A taxa de desemprego é agora de 3,5%, numa mínima de 50 anos. Mas mesmo esse número talvez subestime o aperto no mercado de trabalho. Enquanto a maioria dos membros do Fed estima o pleno emprego em ambiente de taxa de cerca de 4,5%, “meu próprio instinto é de que a taxa natural de desemprego é mais alta”, disse Powell no mês passado.
Inflação: confinada?
O que Powell via há um ano: a inflação parecia estar confinada a “um grupo relativamente estreito de bens e serviços” afetado pela pandemia e pela reabertura da economia, mas medidas amplas das pressões de preços pareciam moderadas. “Estaríamos preocupados com os sinais de que as pressões inflacionárias estão se espalhando mais amplamente pela economia”, disse ele.
Como acabou sendo: elas se espalharam. A taxa de inflação média dos gastos de consumo pessoal do Fed de Dallas, uma medida que Powell citou no discurso do ano passado, está entre vários indicadores de inflação que dispararam à medida que as pressões sobre os preços se espalharam de coisas como carros usados e equipamentos de ginástica para uma ampla gama de bens de consumo e serviços.
Inflação: preços que mais aumentam já caindo
O que Powell via um ano atrás: os preços estavam moderando em itens de alta inflação, como carros usados. “Parece improvável que a inflação de duráveis continue a contribuir de forma importante ao longo do tempo para a inflação geral”, disse ele. “Os dados recebidos devem fornecer mais evidências de que alguns dos desequilíbrios entre oferta e demanda estão melhorando.”
Como acabou sendo: a inflação na categoria de bens duráveis só recuou recentemente, tendo atingido o pico mais tarde do que o previsto, em parte devido a problemas persistentes na cadeia de suprimentos.
Enquanto isso, a inflação de serviços está contribuindo cada vez mais para as pressões gerais sobre os preços, à medida que as pessoas deixam de comprar bens para gastar mais em viagens e refeições.
Salários: Não há muito para se ver aqui
O que Powell via um ano atrás: dados sugeriam um crescimento salarial “moderado” e “pouca evidência de aumentos salariais que possam ameaçar uma inflação excessiva”, disse ele.
Como acabou sendo: os salários aumentaram acentuadamente, com as medidas amplas de crescimento salarial que Powell prometeu monitorar cuidadosamente saltando de apenas um pouco acima da meta de inflação de 2% do Fed para mais de 5%. Isso ainda está abaixo da inflação geral, mas o banco central pode estar menos otimista agora do que antes sobre a possibilidade de uma espiral de preços no estilo dos anos 1970.
Expectativas de inflação: contidas?
O que Powell via então: famílias e empresas pareciam concordar com sua própria visão de que a inflação seria transitória – não se esperava que a inflação em cinco ou dez anos fosse muito maior do que a meta de 2% do Fed.
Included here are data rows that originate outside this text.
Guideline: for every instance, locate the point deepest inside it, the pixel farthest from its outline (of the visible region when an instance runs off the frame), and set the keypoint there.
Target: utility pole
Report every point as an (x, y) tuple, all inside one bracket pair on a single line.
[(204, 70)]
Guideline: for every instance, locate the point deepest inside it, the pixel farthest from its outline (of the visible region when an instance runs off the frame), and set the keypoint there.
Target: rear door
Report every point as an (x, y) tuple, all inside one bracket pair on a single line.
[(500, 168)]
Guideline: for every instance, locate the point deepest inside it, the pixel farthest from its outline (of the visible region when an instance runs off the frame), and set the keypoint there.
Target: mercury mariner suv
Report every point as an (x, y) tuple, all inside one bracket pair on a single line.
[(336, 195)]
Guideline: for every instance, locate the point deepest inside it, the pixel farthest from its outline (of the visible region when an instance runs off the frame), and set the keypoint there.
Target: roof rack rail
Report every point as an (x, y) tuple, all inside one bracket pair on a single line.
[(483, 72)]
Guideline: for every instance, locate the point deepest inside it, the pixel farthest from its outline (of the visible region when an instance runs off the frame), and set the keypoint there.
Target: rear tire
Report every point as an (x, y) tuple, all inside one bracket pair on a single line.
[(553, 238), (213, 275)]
Isso significava que o banco central poderia “observar” com segurança a inflação de curto prazo sem se preocupar com a possibilidade de ela se tornar incorporada à psique norte-americana.
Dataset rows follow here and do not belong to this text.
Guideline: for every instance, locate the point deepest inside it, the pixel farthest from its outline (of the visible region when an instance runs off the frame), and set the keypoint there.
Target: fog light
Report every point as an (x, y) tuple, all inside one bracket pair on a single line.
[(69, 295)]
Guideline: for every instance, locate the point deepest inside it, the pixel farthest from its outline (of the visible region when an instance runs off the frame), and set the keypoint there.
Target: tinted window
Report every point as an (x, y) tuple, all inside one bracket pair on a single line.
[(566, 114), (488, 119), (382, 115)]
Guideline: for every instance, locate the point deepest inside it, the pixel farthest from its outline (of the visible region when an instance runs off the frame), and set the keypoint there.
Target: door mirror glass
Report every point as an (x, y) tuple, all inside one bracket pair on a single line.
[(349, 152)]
Como acabou sendo: as expectativas de inflação de longo prazo aumentaram, e essa foi uma das razões pelas quais o Fed ficou mais agressivo em junho com o primeiro de dois aumentos desproporcionais de 75 pontos-base na taxa de juros.
Inflação global: benigna?
O que Powell via um ano atrás: a tecnologia, a globalização, o envelhecimento da população e a determinação dos bancos centrais de não deixar a inflação sair do controle mantiveram por décadas a inflação global baixa, e havia poucas razões para pensar que essas tendências subjacentes “se inverteram ou diminuíram repentinamente”, disse ele. Powell mostrou um gráfico demonstrando inflação baixa na maioria das economias avançadas.
Como acabou sendo: o cenário mudou.
E na sala de conferências onde Powell falará na sexta-feira, os banqueiros centrais globais que foram responsáveis por manter as pressões de preços sob controle no ano passado estarão observando cada linha em seus gráficos.